Coligiu, dos anos da juventude, "Canções Vermelhas", obra poética de veia decadentista que não chegou a editar. Publicou o poema lírico "Cinzas" e fundou o periódico literário CENÁCULO (1894-1895)*. Nos inícios de 1898 assinou o texto da récita de curso "Os Boémios", fez versos postos em música por Manuel Mansilha e preparava para edição "Alma Rebelde" e um livro de contos. Em Coimbra integrou a comissão académica que homenageou o republicano José Falcão e ajudou a editar uma versão popular da "Cartilha do Povo", colaborando ainda na publicação "Portugal". Durante os anos de Coimbra, Cerejeira escreveu no jornal "O Porvir" que se editava em Famalicão.

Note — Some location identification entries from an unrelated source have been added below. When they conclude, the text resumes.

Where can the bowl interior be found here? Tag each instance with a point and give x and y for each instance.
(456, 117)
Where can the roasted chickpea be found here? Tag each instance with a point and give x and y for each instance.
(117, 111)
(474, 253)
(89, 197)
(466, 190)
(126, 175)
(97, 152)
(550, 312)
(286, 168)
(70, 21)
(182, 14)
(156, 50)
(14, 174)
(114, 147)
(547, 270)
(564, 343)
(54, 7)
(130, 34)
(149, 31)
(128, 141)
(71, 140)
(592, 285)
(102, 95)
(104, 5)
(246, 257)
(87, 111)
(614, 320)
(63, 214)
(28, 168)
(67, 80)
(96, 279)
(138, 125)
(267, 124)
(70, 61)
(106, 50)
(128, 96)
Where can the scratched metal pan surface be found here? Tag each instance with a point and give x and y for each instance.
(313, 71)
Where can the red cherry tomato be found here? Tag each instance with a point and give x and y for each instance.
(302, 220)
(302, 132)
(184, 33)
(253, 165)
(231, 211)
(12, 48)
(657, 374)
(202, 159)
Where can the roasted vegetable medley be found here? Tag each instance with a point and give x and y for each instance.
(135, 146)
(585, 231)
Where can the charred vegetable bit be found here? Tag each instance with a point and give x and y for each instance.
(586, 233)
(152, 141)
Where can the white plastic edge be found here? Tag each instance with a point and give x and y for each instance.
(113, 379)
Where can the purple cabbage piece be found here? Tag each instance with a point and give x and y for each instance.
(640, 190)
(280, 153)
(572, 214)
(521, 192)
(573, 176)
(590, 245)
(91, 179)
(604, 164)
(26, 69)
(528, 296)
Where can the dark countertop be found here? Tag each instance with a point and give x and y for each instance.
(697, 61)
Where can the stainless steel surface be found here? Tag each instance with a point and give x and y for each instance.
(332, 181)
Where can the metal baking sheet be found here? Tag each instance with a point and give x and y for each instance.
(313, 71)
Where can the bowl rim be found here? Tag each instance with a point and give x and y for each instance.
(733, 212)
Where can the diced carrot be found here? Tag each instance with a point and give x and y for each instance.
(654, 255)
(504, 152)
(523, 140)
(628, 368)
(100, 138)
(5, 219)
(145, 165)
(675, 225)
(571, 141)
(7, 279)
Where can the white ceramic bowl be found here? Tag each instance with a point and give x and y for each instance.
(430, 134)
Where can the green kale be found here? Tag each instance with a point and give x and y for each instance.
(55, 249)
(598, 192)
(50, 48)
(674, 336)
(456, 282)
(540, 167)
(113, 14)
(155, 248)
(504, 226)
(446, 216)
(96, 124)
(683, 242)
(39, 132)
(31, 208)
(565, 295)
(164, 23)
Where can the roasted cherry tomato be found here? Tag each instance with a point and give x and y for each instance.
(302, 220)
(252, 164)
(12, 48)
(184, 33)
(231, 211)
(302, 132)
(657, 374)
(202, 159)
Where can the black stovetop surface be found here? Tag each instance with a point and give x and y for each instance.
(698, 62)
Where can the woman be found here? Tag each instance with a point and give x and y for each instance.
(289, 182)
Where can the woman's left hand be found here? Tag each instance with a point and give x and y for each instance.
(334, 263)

Gonçalves Cerejeira conviveu com os grandes vultos da CC do seu tempo, com destaque para o divo da guitarra Manuel Mansilha. De parceria com Mansilha (música), escreveu as coplas da "Serenata-Balada da Despedida do 5º Ano Teológico-Jurídico de 1897-1898" (Corações novos, almas em flor), editada no primeiro trimestre de 1898 pela Typographia e Litographya Minerva Central.
Agradecimentos: a fotocópia da citada página do "Branco e Negro" foi-nos enviada em 19/07/2001 pelo Dr. Manuel Mansilha. No meio dos documentos, quase todos relativos ao guitarrista Manuel Mansilha, vinha uma fotografia do "Curso do 5º Anno [Direito e Theologia] de 1897-1897", realizada por José Maria dos Santos. A fotocópia padece de manifesta falta de nitidez, embora nos pareça ver Gonçalves Cerejeira no meio do curso. Em havendo possibilidade, tentaremos esmiuçar esta fotografia com Alexandre Ramires.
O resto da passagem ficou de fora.